Now that I've said all of this, my hands are literally shaking in nervousness to hurry me on to say the following:

In Heartbreaking Work, Dave Eggers wrestles with the idea of his personal pain making him special, elevating him to a higher level. I'm the opposite: I do not think any of my familial bullshit makes me any better, worse, or different from anyone else. This is not art. This is everyone's story, everyone has that weird list of things that, if this was Dungeons and Dragons, would be easily listable on a character sheet. I'm just -10 family, really, and I don't regret it. It's not some party-killer, the thing that gets dropped like a bomb at a bar and sends everyone scattering (that's a terminal disease, not my useless fucking family). I've learned self-reliance as a result. And, frankly, if that's her one lasting gift to me (other than an affinity for substances and a fear of everything I ever love leaving me), forced or not? It's the best thing I ever could have been given.

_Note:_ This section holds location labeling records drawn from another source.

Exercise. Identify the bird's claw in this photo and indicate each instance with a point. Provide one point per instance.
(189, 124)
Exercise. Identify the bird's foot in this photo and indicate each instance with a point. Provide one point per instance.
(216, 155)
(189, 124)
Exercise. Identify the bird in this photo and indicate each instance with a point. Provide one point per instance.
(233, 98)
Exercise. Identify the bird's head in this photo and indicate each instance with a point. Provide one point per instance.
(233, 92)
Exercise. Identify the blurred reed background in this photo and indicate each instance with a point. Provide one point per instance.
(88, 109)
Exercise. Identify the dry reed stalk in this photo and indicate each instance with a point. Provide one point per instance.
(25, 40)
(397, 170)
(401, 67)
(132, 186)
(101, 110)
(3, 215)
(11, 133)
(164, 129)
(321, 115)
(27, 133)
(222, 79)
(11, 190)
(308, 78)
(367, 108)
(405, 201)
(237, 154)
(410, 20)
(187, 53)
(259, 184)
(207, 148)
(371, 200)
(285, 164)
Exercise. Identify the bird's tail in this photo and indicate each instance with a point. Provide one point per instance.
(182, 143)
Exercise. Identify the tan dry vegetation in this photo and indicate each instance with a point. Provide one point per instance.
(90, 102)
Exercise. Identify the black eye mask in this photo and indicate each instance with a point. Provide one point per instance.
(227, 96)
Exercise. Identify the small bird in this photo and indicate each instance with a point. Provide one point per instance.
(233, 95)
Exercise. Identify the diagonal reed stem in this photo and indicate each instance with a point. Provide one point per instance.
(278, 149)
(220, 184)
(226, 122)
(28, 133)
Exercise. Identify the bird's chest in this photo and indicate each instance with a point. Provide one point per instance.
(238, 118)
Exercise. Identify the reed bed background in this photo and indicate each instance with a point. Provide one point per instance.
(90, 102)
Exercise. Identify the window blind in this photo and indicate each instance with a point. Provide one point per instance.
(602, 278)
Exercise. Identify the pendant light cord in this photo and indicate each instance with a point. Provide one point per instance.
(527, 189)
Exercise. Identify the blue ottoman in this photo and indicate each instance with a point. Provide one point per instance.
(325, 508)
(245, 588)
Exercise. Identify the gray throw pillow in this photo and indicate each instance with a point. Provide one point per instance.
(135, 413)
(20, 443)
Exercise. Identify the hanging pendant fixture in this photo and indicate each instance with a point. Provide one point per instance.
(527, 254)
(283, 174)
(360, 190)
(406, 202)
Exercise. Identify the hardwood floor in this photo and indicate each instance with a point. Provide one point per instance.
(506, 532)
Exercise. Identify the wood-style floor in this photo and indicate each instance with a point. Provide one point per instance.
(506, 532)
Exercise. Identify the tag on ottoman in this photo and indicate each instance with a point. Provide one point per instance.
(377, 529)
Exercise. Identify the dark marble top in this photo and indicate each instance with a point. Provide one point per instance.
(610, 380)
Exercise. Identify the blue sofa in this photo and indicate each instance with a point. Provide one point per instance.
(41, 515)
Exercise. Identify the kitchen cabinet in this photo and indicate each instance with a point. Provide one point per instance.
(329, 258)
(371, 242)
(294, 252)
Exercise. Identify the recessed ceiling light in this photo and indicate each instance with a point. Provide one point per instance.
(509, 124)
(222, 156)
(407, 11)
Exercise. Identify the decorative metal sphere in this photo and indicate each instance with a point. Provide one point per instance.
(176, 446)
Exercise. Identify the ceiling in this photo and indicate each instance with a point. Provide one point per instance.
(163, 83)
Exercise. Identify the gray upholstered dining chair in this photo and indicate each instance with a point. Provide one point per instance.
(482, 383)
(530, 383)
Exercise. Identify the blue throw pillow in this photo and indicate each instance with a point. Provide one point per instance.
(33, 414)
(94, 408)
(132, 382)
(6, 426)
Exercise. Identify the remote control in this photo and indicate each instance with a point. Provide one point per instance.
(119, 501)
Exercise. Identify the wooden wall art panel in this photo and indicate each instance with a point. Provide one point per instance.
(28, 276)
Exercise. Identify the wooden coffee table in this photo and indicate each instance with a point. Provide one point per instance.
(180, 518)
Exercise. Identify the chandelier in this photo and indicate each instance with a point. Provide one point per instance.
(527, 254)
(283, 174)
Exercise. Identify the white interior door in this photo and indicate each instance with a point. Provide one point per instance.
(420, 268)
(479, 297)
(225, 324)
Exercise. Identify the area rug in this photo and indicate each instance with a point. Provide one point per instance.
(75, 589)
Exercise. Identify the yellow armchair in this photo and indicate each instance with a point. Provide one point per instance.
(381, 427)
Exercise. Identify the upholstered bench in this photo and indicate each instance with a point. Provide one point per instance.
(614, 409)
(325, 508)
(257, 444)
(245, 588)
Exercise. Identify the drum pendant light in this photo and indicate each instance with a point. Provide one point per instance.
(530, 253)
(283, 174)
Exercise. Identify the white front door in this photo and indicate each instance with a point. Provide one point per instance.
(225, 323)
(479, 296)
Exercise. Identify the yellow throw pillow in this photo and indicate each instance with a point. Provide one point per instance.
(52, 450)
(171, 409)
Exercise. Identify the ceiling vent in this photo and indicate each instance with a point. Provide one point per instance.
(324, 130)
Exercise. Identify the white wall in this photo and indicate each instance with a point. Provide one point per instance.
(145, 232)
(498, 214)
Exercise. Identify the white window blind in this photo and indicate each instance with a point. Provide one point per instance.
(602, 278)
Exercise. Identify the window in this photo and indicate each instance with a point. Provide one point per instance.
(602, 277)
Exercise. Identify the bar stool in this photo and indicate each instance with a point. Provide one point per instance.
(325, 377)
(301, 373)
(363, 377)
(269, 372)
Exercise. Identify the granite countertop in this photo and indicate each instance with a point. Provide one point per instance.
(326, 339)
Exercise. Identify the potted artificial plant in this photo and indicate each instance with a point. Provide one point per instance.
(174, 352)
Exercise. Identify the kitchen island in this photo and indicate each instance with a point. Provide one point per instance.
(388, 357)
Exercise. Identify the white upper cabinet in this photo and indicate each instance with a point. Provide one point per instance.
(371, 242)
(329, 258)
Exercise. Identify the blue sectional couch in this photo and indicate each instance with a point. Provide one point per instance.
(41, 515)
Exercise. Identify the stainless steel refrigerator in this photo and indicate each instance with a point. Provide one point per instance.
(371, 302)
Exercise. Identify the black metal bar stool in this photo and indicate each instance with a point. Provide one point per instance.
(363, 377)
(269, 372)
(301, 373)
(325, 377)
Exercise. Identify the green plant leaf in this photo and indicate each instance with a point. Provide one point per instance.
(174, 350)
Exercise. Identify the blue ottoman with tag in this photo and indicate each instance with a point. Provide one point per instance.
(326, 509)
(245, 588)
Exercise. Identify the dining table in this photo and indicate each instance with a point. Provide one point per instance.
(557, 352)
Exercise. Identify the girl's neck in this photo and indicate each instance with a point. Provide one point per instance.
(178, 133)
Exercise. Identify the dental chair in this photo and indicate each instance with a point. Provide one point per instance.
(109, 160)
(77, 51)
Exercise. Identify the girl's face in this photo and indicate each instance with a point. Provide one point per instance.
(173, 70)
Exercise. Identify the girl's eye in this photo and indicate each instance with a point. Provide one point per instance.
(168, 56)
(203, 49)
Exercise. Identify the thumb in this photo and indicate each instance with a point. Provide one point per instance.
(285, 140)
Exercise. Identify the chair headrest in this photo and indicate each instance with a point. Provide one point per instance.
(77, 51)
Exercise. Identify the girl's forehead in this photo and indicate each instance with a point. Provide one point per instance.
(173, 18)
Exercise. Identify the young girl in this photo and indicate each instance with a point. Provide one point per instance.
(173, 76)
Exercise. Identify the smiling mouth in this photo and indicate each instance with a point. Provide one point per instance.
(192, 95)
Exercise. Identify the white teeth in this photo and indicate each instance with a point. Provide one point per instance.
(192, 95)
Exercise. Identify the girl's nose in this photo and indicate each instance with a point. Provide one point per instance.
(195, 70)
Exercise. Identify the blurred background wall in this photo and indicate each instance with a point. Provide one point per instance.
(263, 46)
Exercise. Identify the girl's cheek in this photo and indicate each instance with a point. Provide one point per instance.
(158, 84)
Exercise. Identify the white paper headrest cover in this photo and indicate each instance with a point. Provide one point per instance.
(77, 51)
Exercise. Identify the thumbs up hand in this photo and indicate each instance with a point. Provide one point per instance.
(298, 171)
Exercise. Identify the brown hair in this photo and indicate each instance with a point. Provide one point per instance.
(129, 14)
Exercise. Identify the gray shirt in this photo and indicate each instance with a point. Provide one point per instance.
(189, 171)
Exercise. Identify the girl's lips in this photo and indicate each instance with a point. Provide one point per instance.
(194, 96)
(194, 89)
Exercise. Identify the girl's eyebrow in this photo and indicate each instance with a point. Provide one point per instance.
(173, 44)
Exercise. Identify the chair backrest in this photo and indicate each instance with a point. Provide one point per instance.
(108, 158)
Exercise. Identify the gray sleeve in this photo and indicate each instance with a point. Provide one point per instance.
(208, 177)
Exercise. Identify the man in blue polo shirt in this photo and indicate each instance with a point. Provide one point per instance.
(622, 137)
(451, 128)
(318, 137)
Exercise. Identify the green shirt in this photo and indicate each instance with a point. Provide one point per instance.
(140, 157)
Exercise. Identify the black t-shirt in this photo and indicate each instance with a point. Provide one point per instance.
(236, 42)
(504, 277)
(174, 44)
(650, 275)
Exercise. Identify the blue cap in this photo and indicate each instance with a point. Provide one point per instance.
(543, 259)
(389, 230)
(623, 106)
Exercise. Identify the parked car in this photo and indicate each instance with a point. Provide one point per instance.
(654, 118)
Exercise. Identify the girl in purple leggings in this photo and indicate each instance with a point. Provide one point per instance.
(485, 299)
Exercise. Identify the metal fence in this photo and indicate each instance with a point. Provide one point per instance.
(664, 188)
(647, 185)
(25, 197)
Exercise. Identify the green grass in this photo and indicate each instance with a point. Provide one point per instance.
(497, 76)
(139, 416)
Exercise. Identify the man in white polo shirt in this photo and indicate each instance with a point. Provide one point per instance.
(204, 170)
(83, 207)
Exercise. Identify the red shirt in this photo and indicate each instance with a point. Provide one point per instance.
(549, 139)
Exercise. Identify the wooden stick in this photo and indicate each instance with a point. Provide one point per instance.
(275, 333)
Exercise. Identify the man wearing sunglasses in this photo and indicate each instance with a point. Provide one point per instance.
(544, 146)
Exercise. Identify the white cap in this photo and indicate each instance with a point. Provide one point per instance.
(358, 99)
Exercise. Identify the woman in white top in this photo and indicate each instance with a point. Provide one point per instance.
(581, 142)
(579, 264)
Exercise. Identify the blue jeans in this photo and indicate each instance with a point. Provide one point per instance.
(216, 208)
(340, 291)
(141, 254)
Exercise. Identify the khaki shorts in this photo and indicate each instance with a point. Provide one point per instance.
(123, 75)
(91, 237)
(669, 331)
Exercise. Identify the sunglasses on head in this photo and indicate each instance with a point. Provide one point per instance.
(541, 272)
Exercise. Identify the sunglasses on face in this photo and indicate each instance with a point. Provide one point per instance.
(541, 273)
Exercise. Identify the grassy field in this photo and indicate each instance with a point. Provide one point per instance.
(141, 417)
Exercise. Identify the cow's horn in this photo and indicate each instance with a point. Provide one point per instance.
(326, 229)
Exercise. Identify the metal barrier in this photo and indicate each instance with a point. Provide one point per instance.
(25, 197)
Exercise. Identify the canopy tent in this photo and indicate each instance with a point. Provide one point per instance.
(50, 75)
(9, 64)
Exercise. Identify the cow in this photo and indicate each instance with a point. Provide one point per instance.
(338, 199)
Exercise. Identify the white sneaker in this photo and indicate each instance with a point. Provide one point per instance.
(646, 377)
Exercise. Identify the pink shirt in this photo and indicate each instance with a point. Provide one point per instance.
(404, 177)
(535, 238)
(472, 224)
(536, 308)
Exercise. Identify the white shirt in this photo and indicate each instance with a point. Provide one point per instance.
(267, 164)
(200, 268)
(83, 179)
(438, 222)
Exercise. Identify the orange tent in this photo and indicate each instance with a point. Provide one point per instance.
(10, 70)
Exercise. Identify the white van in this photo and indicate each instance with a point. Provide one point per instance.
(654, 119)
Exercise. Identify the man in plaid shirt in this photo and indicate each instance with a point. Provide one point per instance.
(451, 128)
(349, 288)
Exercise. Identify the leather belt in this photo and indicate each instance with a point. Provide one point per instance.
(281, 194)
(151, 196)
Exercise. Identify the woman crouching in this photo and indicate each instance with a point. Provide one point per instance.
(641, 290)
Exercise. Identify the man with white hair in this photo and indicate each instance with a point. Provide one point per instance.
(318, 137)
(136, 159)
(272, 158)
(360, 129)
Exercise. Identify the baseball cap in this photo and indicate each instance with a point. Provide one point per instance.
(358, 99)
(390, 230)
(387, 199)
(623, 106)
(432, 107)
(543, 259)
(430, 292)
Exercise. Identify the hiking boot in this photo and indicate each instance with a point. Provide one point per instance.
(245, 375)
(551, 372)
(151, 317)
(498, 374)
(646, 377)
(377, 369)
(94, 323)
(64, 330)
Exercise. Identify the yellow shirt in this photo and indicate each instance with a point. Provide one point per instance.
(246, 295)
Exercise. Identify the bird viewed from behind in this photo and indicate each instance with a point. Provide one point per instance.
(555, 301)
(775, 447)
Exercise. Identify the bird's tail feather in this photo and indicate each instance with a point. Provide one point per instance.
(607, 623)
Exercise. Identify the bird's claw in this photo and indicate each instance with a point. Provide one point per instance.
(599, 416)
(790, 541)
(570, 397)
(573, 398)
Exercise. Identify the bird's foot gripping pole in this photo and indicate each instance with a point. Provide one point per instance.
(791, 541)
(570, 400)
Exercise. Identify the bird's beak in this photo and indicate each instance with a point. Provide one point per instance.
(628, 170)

And to those of you who have mothers-loving mothers, who you hate sometimes and who frustrate you to ponder murder sometimes but who you could, who you can, go home to? Hug them. Fuck it-yes it's a Hallmark holiday, so hug them tomorrow, too.



And yeah. Everything's fine.



3 comments:

Jared said...

Hug them, for sure.

I don't like to bring up my personal "trauma" of my parental relationship reaching its untimely...massacre. Demise? Bludgeoning to death? The relationship is done. But I do think it's taught me a thing or two about self reliance and loving and nurturing your friendships with those who mean amazing things to you.

And instead of friends trying to get their parents to adopt me, I tend to adopt parents. Whether they like it or not, and they usually end up liking it.

Like your mom, although I can't hold a candle to your experience, mine suffers from severely low self esteem (and perhaps a little bit of self delusion) - and will never recognize my achievements (in the event we talk, once or twice in a year). In kind, that makes me about 100 times more likely to achieve. It's sick, it's twisted, but it's how it is.

Thanks for writing this Russ. I'm really glad you did.

beccaweber said...

i can't believe you wrote this! you're so brave. et cetera. ;)

<3
b

Splotchy said...

I found this post in a roundabout way. I appreciate you for sharing this.